Data Intensive Computing
Data Intensive Computing is capturing, managing, analyzing, and understanding data at volumes and rates that push the frontiers of current technologies. PNNL provides the science, technology, and leadership to deliver new capabilities that help our customers tackle problems once thought impossible.
The Challenge: Big Data
Technology advances have made data storage relatively inexpensive and bandwidth abundant, resulting in voluminous datasets from modeling and simulation, high-throughput instruments, and system sensors. Such data stores exist in a diverse range of application domains, including scientific research (e.g., bioinformatics, climate change), national security (e.g., cyber security, ports-of-entry), environment (e.g., carbon management, subsurface science) and energy (e.g., power grid management). As technology advances, the list grows.
The question is: how do you transform terabytes and petabytes of streaming data into information that enables vital discoveries and timely decisions?
This challenge of extracting valuable knowledge from massive datasets is made all the more daunting by multiple types of data, numerous sources, and various scales -- not to mention the ultimate goal of achieving it in near-real time. To dissect the problem, the science and technology drivers can be grouped into three primary categories:
- managing the explosion of data
- extracting knowledge from massive datasets
- reducing data to facilitate human understanding and response.
The Answer: Data Intensive Computing
PNNL is aggressively working to solve the big-data challenge through data intensive computing.

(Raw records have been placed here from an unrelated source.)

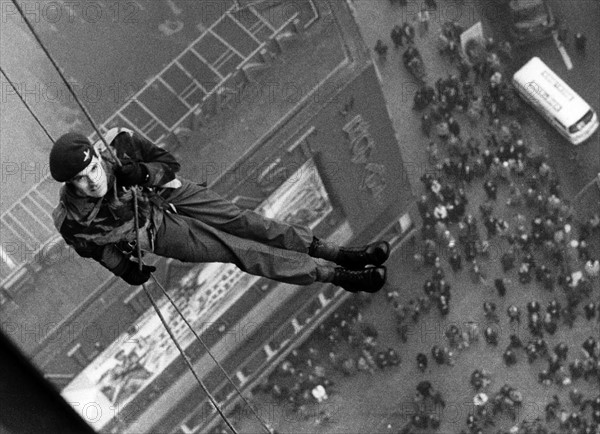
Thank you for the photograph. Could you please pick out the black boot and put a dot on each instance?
(368, 280)
(357, 259)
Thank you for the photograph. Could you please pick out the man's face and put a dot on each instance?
(92, 180)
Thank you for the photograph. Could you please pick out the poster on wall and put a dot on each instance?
(117, 375)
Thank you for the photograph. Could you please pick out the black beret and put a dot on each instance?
(70, 154)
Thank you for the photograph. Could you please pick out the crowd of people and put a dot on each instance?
(533, 233)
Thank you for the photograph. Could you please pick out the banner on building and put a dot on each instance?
(117, 375)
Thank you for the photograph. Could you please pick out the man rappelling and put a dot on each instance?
(183, 220)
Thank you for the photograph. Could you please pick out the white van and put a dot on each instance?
(556, 101)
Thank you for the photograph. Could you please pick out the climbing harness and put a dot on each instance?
(137, 245)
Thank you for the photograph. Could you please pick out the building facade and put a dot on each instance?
(304, 136)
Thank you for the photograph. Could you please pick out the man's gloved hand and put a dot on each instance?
(131, 173)
(134, 276)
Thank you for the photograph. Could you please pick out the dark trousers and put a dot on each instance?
(209, 228)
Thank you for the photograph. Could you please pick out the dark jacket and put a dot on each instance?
(98, 228)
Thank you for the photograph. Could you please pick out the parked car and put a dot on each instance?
(530, 20)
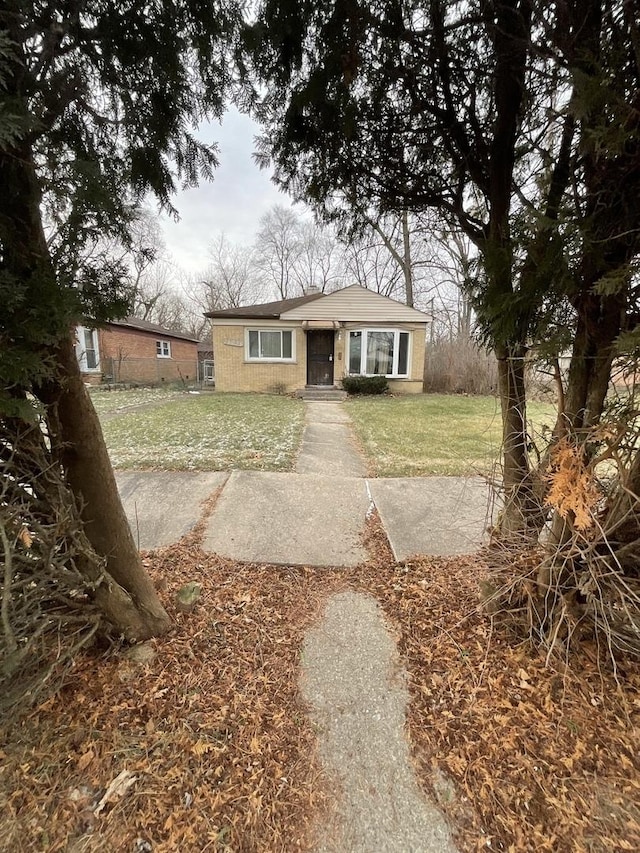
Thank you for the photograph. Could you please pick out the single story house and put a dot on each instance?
(316, 340)
(134, 350)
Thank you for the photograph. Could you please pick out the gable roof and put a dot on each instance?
(357, 304)
(267, 310)
(146, 326)
(354, 303)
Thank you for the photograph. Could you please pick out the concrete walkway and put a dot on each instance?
(355, 686)
(315, 516)
(351, 674)
(328, 446)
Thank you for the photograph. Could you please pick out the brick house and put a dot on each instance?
(316, 340)
(134, 350)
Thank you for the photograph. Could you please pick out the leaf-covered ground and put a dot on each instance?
(208, 745)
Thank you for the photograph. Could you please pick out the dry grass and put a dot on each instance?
(208, 432)
(434, 433)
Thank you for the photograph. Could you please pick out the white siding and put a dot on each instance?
(356, 304)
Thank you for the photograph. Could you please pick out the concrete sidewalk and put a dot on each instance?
(315, 516)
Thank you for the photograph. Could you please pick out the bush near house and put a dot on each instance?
(365, 384)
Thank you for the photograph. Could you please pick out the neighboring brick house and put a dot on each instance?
(316, 340)
(134, 350)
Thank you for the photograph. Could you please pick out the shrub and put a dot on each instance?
(459, 366)
(365, 384)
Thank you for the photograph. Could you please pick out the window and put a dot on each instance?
(163, 349)
(270, 345)
(87, 351)
(379, 352)
(90, 350)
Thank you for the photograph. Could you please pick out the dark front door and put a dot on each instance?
(320, 357)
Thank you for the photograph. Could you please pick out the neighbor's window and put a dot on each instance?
(90, 349)
(378, 352)
(271, 344)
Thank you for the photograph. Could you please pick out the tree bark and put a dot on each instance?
(519, 516)
(407, 267)
(84, 458)
(26, 261)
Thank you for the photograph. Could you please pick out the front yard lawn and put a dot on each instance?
(107, 401)
(208, 432)
(433, 433)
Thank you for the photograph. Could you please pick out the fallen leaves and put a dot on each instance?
(206, 744)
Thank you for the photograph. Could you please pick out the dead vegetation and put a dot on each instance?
(47, 563)
(199, 740)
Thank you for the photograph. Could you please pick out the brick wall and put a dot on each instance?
(129, 355)
(234, 373)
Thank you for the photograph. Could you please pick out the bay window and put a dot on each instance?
(379, 352)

Data Intensive Computing (DIC) is concerned with capturing, managing, analyzing, and understanding data at volumes and rates that push the frontiers of current technologies. Addressing the demands of ever-growing data volume and complexity requires epochal advances in software, hardware, and algorithm development. Effective solution technologies must also scale to handle the amplified data rates and simultaneously accelerate timely, effective analysis results.

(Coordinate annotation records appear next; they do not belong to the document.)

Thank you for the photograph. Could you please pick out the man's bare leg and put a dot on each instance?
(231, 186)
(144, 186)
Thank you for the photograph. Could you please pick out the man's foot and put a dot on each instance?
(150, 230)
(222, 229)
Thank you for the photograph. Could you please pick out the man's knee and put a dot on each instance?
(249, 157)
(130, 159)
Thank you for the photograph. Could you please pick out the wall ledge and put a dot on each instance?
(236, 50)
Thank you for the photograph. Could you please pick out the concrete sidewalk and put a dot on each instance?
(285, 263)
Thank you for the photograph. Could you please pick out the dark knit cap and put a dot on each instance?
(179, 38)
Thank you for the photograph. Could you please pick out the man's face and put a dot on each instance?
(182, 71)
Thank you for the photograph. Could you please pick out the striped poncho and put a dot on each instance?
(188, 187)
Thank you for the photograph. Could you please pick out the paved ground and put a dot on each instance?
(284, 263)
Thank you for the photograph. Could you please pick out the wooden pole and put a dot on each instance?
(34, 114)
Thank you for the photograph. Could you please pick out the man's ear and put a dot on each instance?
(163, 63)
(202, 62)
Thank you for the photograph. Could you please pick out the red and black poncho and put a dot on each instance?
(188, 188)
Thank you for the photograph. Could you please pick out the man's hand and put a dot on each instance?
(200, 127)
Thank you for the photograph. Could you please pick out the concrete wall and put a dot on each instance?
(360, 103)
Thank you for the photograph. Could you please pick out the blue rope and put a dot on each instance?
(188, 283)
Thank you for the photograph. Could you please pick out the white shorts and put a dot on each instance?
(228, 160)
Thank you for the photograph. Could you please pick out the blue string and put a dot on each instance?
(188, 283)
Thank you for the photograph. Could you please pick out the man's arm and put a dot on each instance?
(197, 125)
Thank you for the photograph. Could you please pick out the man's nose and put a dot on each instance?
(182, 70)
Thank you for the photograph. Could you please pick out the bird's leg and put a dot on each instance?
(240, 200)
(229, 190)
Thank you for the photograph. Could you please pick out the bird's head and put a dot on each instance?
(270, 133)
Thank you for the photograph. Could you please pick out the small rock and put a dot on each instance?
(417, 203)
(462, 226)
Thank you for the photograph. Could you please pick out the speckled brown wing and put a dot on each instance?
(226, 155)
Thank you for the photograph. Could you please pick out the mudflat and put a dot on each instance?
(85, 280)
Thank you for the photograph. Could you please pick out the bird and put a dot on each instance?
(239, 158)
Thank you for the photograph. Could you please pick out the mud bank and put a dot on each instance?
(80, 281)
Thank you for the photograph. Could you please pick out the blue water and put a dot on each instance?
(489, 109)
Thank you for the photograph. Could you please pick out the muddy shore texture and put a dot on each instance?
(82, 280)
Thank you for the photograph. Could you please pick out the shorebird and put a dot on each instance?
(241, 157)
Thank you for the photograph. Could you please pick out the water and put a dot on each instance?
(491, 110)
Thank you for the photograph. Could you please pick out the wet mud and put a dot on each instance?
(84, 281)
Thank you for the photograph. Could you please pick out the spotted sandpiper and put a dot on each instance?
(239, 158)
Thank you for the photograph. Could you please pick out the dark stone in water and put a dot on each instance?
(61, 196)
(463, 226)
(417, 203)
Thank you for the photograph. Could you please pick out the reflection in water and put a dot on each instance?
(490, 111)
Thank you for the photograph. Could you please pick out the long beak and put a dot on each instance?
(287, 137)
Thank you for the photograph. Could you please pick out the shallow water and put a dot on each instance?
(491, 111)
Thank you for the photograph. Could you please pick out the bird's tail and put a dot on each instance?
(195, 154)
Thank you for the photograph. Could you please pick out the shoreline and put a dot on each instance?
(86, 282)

PNNL's approach to DIC is focused on three key research areas: hybrid hardware architectures, software architectures, and analytic algorithms.

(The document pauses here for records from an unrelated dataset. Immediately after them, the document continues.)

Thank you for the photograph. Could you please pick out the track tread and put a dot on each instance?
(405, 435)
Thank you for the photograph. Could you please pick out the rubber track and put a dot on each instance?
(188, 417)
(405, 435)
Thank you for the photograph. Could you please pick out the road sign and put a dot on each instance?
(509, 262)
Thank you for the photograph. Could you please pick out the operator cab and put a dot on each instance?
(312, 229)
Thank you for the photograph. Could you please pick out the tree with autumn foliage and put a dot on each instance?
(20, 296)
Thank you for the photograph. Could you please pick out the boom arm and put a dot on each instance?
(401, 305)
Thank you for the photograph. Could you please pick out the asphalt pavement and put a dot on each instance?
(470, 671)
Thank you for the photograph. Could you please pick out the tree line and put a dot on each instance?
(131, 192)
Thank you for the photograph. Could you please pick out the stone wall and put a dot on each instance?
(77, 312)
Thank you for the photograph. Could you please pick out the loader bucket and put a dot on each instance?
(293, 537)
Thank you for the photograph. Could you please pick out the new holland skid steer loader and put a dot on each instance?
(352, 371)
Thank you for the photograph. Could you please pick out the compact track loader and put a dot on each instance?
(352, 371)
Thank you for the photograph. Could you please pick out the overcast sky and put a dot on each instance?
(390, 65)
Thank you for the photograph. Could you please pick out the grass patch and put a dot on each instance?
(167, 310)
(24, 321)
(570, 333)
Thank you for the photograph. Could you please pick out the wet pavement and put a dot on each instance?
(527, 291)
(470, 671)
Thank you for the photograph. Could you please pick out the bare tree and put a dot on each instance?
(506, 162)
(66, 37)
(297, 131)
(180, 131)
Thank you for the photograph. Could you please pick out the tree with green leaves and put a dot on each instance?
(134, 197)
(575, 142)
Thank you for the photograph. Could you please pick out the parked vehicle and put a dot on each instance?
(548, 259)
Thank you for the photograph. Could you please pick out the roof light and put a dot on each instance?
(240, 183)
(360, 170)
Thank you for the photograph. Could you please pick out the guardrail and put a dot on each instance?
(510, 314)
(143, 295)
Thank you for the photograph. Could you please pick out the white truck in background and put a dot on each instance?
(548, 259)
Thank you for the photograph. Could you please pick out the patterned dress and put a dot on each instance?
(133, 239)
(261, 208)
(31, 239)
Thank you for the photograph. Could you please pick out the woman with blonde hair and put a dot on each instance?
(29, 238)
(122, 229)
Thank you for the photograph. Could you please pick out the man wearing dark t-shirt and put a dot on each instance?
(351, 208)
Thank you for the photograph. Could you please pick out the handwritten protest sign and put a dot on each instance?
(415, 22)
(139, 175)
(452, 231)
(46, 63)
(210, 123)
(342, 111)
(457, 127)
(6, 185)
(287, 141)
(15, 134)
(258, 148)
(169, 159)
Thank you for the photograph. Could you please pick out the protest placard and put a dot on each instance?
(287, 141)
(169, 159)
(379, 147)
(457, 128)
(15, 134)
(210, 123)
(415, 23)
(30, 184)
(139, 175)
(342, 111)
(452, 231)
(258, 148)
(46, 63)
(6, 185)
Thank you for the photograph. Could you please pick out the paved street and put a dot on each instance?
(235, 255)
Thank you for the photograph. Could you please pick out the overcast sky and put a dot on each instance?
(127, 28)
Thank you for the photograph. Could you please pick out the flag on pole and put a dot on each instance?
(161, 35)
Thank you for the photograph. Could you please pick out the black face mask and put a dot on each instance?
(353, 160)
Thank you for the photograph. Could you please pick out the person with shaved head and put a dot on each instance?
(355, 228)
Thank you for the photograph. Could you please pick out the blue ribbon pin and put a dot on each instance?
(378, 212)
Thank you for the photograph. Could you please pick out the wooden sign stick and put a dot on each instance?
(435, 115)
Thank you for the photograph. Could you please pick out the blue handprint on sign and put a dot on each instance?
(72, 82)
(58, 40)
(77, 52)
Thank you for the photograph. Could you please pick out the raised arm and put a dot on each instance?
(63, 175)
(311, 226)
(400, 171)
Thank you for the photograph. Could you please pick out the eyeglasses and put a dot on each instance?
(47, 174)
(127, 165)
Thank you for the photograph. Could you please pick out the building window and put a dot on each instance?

- Our research in hybrid computing evaluates the use of multithreaded hardware architectures, field-programmable gate arrays, and multi-core processors that drive the analytics closer to the source to achieve near-real time data reduction and feature extraction.
- Our software architecture, called Middleware for Data Intensive Computing (MeDICi), incorporates information integration capabilities, a virtualized data center, and a workflow engine to support the development of domain-agnostic solutions.
- Our advanced analytics use novel algorithms to provide real-time analysis and visualization capabilities for exploration and diagnostic discovery to facilitate human understanding.
From these three focus areas, we develop and combine new technologies to create capabilities that enable scientific discovery and insight (e.g., remediating the environment), decision support and control (e.g., securing cyber networks), and situational awareness and response (e.g., preventing terrorism).